Walmart is rapidly expanding its adoption of blockchain technology. In 2018 the retail giant announced that it would begin requiring its suppliers of leafy green vegetables to use blockchain for product tracking. Automating supply chain processes improves food safety. In June, Walmart joined the MediLedger consortium, which is implementing a blockchain-based system for tracking pharmaceutical products.
Walmart is not the only company that is looking to blockchain to automate transactions and ensure data integrity. In Deloitt’s 2018 global survey of blockchain-savvy executives, 74 percent of respondents said they see a “compelling business case” for blockchain, although only 34 percent have begun deployment.
Blockchain is a form of digital record-keeping that makes a history of information visible, accessible and transparent. Blocks of data are continuously created and added to a digital ledger, or chain of data, in chronological order. Changing the data would require a coordinated effort among a large number of users, which is why blockchain is virtually tamper-proof.
Blockchain is becoming popular in large part because of the level of security it provides. Digital signatures can be used to verify user identity, and users can control who sees what data and how it can be used. Because a blockchain is built on a distributed model, there is no central point of failure, which makes blockchain highly reliable.
Blockchain was originally developed to enable transactions involving digital currency without involving a central bank as a middleman. Rules are established by code, not regulators. Blockchain makes it possible to process financial transactions more quickly and at a lower cost without the need for outside standards from a third party. Users can also see the details of previous transactions. By removing complexity from financial systems, blockchain could enable the development of innovative financial products, spur competition, and reduce barriers to entry, all with greater transparency.
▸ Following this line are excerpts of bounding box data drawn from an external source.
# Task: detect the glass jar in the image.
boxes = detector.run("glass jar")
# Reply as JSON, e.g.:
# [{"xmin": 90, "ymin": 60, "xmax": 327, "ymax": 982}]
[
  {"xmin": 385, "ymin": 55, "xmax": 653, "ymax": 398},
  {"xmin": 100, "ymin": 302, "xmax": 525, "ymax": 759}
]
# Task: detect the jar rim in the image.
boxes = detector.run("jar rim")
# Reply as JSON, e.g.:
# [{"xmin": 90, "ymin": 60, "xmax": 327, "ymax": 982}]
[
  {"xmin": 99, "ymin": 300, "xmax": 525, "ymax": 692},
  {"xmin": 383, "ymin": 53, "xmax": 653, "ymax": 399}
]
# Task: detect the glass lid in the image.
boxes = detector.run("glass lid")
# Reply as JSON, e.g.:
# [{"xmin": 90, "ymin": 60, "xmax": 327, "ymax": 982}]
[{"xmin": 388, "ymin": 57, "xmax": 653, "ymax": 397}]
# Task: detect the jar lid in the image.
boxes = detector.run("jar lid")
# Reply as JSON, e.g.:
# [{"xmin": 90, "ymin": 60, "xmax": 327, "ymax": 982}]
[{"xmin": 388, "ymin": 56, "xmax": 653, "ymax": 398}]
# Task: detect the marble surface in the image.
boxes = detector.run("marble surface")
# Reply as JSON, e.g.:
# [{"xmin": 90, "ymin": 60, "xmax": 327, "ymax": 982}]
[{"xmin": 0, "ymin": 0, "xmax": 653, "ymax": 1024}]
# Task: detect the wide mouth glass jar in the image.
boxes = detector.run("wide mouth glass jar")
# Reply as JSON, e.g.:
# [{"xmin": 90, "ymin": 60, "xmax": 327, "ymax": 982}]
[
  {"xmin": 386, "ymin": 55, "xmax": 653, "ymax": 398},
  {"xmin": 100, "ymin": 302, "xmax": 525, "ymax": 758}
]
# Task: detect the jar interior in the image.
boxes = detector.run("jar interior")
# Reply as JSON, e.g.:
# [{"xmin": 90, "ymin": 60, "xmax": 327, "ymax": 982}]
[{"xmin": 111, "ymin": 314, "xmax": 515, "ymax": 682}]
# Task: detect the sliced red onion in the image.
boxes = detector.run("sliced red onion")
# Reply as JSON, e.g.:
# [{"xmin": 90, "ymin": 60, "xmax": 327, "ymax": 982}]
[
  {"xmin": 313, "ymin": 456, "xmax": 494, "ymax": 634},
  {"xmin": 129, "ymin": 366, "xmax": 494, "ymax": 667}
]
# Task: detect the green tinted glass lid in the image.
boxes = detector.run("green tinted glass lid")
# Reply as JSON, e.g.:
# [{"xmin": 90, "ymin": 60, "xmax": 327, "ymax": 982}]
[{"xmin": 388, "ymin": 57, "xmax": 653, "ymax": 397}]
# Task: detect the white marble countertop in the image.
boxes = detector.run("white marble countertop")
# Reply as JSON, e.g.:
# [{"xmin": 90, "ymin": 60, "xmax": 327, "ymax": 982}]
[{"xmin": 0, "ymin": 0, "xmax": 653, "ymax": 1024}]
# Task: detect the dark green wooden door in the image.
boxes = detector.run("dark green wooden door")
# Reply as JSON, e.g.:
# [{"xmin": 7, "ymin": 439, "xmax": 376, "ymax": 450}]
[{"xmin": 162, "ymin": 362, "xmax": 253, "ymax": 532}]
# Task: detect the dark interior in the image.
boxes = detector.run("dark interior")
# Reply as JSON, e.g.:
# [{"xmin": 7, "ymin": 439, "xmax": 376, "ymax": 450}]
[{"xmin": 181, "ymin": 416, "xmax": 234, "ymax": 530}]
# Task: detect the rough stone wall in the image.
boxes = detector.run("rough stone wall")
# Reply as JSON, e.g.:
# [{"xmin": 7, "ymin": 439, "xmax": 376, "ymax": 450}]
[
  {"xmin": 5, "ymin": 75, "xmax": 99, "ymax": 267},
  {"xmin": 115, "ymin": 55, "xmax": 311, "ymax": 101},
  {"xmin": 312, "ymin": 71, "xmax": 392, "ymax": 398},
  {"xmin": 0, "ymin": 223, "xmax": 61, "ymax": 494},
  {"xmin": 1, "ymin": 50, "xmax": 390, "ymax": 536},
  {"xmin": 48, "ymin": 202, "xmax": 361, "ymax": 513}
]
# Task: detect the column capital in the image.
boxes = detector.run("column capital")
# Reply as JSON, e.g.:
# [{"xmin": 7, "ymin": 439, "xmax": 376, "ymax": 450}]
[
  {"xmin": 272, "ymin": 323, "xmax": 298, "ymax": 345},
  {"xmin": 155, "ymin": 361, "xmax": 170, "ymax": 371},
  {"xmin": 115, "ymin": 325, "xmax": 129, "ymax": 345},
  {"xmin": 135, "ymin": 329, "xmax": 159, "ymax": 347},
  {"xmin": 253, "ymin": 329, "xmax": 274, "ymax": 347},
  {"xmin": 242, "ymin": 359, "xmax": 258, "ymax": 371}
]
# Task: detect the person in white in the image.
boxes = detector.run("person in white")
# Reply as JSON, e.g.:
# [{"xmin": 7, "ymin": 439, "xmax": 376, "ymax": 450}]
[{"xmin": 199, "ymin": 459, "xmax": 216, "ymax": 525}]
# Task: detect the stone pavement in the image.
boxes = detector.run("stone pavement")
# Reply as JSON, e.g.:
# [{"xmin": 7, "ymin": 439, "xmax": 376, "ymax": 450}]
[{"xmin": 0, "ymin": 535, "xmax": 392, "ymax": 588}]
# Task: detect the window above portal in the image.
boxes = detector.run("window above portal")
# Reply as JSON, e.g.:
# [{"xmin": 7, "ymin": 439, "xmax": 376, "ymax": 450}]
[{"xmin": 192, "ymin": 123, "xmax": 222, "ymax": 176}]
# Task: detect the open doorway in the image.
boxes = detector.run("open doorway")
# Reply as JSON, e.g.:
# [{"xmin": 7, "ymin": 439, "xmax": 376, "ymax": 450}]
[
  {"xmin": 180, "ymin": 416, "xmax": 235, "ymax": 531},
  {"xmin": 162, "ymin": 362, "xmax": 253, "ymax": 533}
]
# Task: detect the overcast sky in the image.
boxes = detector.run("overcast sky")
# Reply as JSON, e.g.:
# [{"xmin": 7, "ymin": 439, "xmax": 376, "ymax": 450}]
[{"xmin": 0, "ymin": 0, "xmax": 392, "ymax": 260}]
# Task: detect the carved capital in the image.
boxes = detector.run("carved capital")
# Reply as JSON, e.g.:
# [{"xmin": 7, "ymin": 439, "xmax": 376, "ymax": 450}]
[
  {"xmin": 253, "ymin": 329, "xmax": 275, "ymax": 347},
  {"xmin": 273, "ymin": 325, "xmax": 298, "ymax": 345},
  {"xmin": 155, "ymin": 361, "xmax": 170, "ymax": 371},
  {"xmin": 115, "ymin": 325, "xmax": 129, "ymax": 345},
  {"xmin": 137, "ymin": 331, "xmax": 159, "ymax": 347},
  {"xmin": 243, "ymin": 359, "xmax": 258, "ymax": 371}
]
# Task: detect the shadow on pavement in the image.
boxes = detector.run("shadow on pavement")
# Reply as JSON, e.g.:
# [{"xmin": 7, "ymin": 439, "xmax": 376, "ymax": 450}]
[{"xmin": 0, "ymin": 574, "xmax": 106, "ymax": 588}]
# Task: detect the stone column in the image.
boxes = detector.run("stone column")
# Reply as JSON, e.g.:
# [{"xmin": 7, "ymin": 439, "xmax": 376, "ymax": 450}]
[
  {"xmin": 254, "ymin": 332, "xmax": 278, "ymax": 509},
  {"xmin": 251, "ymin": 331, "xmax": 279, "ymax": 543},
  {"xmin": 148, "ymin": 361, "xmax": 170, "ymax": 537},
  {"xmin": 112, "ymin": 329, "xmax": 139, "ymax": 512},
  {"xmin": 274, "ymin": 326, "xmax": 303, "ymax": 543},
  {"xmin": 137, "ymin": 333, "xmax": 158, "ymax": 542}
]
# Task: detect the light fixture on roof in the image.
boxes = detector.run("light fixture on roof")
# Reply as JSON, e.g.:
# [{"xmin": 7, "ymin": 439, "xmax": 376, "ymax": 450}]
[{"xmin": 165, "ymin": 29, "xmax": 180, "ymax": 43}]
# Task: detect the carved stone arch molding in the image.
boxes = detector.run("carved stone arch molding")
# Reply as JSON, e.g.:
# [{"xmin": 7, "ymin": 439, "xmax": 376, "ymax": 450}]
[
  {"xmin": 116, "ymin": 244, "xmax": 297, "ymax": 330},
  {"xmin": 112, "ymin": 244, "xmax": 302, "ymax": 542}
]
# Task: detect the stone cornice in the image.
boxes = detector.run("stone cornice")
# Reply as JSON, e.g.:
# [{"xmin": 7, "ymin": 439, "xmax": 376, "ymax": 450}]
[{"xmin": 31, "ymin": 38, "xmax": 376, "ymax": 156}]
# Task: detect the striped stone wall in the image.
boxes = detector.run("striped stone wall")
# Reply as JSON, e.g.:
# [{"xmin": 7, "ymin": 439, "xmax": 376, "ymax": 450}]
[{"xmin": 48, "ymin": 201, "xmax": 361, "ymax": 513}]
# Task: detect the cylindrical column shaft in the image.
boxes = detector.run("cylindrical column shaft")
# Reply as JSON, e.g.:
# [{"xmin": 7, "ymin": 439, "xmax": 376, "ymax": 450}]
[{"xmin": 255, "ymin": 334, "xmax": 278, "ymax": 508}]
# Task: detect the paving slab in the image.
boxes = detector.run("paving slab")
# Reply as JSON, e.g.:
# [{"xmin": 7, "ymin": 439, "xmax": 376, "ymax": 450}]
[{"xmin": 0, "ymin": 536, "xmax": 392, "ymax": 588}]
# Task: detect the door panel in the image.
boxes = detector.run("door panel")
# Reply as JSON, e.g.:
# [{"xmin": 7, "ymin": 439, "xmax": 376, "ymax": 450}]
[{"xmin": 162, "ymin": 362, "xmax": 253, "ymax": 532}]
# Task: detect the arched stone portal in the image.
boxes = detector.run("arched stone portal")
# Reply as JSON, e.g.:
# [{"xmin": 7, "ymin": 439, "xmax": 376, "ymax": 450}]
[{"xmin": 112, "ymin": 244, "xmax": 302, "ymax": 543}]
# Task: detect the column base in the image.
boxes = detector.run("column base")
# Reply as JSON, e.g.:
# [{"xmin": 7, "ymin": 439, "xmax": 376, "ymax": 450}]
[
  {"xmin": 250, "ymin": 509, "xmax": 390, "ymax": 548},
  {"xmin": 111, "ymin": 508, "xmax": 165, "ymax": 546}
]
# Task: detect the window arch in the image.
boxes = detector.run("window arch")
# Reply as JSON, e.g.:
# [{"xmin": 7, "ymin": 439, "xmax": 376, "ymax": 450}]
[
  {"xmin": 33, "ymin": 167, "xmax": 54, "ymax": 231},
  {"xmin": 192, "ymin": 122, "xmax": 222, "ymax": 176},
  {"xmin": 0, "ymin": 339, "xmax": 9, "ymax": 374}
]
While blockchain is a natural in the financial sector, additional use cases are being explored. Blockchain could eventually become the new standard for electronic signatures and smart contracts, which verify ownership of assets before a transaction is finalized. The U.S. Congress has created a Blockchain Caucus to research use cases, and the state of Delaware is testing the use of blockchain for its corporate registry.
In the heavily regulated energy sector, both utilities and consumers could turn to blockchain to buy and sell renewable energy without intermediaries. Testing is already under way to determine how blockchain can be used to create neighborhood-powered microgrids. Centralized legacy systems would be replaced with distributed hybrid systems that offer greater efficiency, flexibility and reliability.
Suppliers and retailers could optimize the supply chain by using blockchain to track the flow of goods from the origin to the store. Manufacturers, shippers, carriers, drivers and retailers could verify that goods were transferred to the next party with no damage. Sensors could even be used to detect and record the time and location of a noticeable change, such as a temperature fluctuation or a physical jolt, that could have caused damage.
Right now, conversations involving blockchain are focused mainly on potential. However, millions of dollars are being poured into research and experimentation. While it may be too early to begin work on a blockchain strategy, now is the time to familiarize yourself with blockchain technology and think about how it can add value to your organization.